In-context annotation of Topic-Oriented Datasets of Fake News: A Case study on the Notre-Dame Fire Event

Passaro, Lucia C.; Bondielli, Alessandro; Dell’Oglio, Pietro; Lenci, Alessandro; Marcelloni, Francesco

doi:10.1016/j.ins.2022.07.128

The problem of fake news detection is becoming increasingly interesting for several research fields. Different approaches have been proposed, based on either the content of the news itself or the context and properties of its spread over time, specifically on social media. In the literature, it does not exist a widely accepted general-purpose dataset for fake news detection, due to the complexity of the task and the increasing ability to produce fake news appearing credible in particular moments. In this paper, we propose a methodology to collect and label news pertinent to specific topics and subjects. Our methodology focuses on collecting data from social media about real-world events which are known to trigger fake news. We propose a labelling method based on crowdsourcing that is fast, reliable, and able to approximate expert human annotation.
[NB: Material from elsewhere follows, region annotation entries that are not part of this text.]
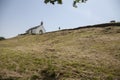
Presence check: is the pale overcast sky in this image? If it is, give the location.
[0,0,120,38]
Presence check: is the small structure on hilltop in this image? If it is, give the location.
[26,22,46,34]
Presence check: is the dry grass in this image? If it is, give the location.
[0,26,120,80]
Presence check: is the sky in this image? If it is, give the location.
[0,0,120,38]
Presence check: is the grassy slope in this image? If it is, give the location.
[0,26,120,80]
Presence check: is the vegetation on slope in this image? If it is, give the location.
[0,26,120,80]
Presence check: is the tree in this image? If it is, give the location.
[44,0,87,8]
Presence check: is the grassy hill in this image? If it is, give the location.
[0,23,120,80]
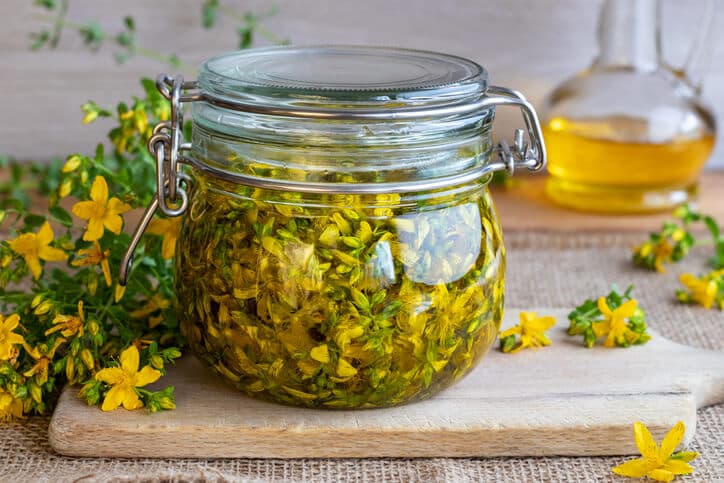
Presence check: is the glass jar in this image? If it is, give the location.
[122,47,545,408]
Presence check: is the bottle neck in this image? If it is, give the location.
[595,0,660,71]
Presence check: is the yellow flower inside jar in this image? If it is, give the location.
[123,47,545,408]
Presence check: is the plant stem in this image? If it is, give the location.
[34,14,196,74]
[216,4,287,44]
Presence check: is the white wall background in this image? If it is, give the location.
[0,0,724,167]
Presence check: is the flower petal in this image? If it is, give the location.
[83,218,103,241]
[96,386,127,411]
[121,344,140,375]
[664,460,694,475]
[161,235,176,260]
[103,214,123,235]
[101,258,113,287]
[634,422,659,462]
[0,314,20,331]
[70,201,98,220]
[38,221,55,245]
[615,299,639,319]
[591,320,611,338]
[25,255,43,280]
[96,367,125,385]
[8,233,38,255]
[598,297,613,317]
[123,392,143,411]
[659,421,686,461]
[38,246,68,262]
[135,366,161,387]
[673,451,699,463]
[498,325,521,339]
[611,458,649,478]
[108,198,131,215]
[91,176,108,205]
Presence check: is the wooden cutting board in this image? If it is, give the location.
[49,309,724,458]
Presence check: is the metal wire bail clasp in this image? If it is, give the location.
[486,86,546,176]
[118,74,196,285]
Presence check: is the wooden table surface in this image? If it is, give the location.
[493,170,724,233]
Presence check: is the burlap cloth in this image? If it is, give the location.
[0,233,724,482]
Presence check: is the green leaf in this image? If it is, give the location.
[704,216,721,241]
[201,0,219,29]
[123,16,136,32]
[49,206,73,227]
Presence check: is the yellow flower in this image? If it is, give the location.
[81,111,98,124]
[23,337,66,385]
[72,176,131,241]
[500,312,556,354]
[45,300,85,337]
[612,421,699,481]
[593,297,639,347]
[309,344,329,362]
[70,241,113,287]
[0,388,23,422]
[634,238,678,273]
[0,314,25,361]
[679,273,719,309]
[131,293,171,319]
[8,221,68,279]
[146,218,181,259]
[96,345,161,411]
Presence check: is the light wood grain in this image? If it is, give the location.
[49,309,724,458]
[0,0,724,166]
[493,171,724,233]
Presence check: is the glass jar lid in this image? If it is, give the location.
[199,46,488,119]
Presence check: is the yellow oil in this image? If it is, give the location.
[543,118,714,213]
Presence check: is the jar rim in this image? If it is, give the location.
[198,46,489,119]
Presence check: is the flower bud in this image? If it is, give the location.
[113,284,126,303]
[80,349,96,371]
[30,294,43,309]
[151,354,163,369]
[88,273,98,295]
[62,154,82,173]
[65,357,75,384]
[58,179,73,198]
[81,111,98,124]
[33,300,53,315]
[28,383,43,404]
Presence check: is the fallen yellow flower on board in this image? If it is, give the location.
[500,312,556,354]
[96,345,161,411]
[676,270,724,310]
[72,176,131,241]
[593,297,639,347]
[612,421,699,481]
[8,221,68,280]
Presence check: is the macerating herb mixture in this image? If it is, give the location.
[175,173,505,408]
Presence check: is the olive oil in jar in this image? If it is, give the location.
[544,117,714,213]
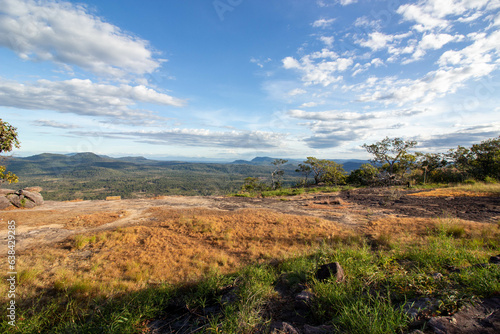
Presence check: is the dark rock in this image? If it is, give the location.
[23,187,43,193]
[294,290,314,313]
[0,196,12,210]
[303,325,333,334]
[0,189,16,196]
[403,298,442,319]
[295,290,314,303]
[6,194,23,208]
[316,262,345,283]
[20,190,43,205]
[432,273,443,281]
[428,298,500,334]
[490,254,500,264]
[270,322,299,334]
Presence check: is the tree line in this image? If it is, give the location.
[241,136,500,192]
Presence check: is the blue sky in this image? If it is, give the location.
[0,0,500,161]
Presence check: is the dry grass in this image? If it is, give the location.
[0,208,345,298]
[362,216,500,245]
[409,182,500,197]
[0,209,127,231]
[65,210,127,229]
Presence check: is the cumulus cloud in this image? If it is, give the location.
[0,0,162,78]
[78,128,285,149]
[397,0,492,31]
[288,88,307,96]
[0,78,184,119]
[311,19,335,28]
[417,123,500,150]
[288,109,422,121]
[33,119,80,129]
[282,49,353,87]
[359,31,500,104]
[356,31,411,51]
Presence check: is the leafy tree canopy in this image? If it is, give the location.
[0,118,20,184]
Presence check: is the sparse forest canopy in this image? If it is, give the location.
[0,118,20,185]
[356,137,500,185]
[363,137,417,175]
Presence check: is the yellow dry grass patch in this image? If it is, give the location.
[0,209,128,231]
[65,210,127,229]
[409,182,500,197]
[408,188,495,197]
[6,208,341,297]
[362,216,500,244]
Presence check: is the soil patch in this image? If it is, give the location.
[340,188,500,223]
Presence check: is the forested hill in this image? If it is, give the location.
[4,153,366,200]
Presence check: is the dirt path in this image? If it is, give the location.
[0,194,365,254]
[0,188,500,256]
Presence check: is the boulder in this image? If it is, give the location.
[23,187,43,193]
[0,187,43,209]
[0,189,16,196]
[270,322,299,334]
[0,196,12,210]
[304,325,335,334]
[490,254,500,264]
[316,262,345,283]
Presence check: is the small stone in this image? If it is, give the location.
[0,189,16,196]
[432,273,444,281]
[0,196,12,210]
[304,325,333,334]
[316,262,345,283]
[295,290,314,303]
[270,322,299,334]
[490,254,500,264]
[23,187,43,193]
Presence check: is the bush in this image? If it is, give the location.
[484,176,498,184]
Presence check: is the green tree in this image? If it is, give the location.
[363,137,417,181]
[0,118,20,185]
[241,177,266,192]
[304,157,323,184]
[469,136,500,180]
[347,164,379,186]
[320,160,346,186]
[417,153,447,184]
[295,164,312,185]
[271,159,288,189]
[299,157,345,185]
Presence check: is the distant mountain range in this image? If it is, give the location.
[2,153,372,200]
[7,152,369,172]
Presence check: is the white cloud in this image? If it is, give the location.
[288,109,422,121]
[283,49,353,87]
[397,0,495,31]
[359,31,500,105]
[319,36,334,48]
[340,0,358,6]
[311,19,335,28]
[0,0,162,78]
[96,129,286,149]
[288,88,307,96]
[403,33,464,64]
[33,119,80,129]
[0,78,184,119]
[299,102,319,108]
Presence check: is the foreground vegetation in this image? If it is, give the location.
[0,209,500,333]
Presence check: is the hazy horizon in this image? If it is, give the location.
[0,0,500,161]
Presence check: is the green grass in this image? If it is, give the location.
[0,230,500,334]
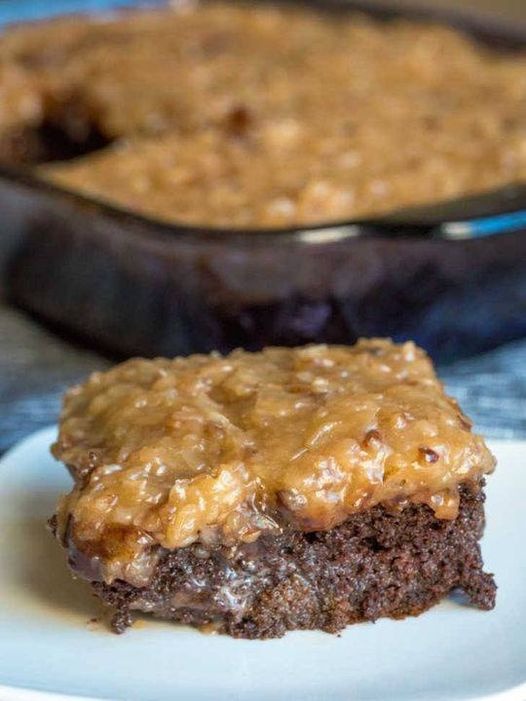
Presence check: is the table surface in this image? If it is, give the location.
[0,0,526,452]
[0,305,526,452]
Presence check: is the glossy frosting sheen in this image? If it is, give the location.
[53,339,494,583]
[0,1,526,229]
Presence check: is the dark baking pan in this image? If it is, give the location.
[0,2,526,360]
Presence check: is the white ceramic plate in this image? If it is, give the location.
[0,429,526,701]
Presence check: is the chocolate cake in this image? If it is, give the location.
[0,2,526,229]
[53,339,495,638]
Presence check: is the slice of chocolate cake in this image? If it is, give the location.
[53,339,495,638]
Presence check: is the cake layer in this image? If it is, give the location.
[89,485,496,638]
[53,339,494,586]
[0,2,526,228]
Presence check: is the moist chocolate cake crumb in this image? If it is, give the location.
[93,482,496,638]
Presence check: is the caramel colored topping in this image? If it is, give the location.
[53,340,494,581]
[0,2,526,228]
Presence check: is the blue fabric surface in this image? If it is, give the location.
[0,0,160,24]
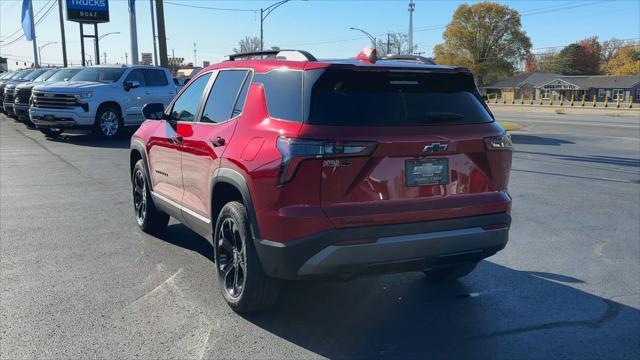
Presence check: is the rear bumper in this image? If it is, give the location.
[255,213,511,280]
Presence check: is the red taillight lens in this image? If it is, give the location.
[277,136,377,184]
[484,134,513,150]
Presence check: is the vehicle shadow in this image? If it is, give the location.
[47,129,135,149]
[511,134,575,146]
[240,261,640,359]
[514,150,640,167]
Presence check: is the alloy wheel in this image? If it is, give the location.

The proposed method exploits both the content of the data (i.e., the texts) and contextual information about fake news for a particular real-world event. The methodology is applied to collect and annotate the Notre-Dame Fire Dataset and to annotate part of the PHEME dataset. Evaluation is performed with fake news classifiers based on Transformers and fine-tuning. Results show that context-based annotation outperforms traditional crowdsourcing out-of-context annotation.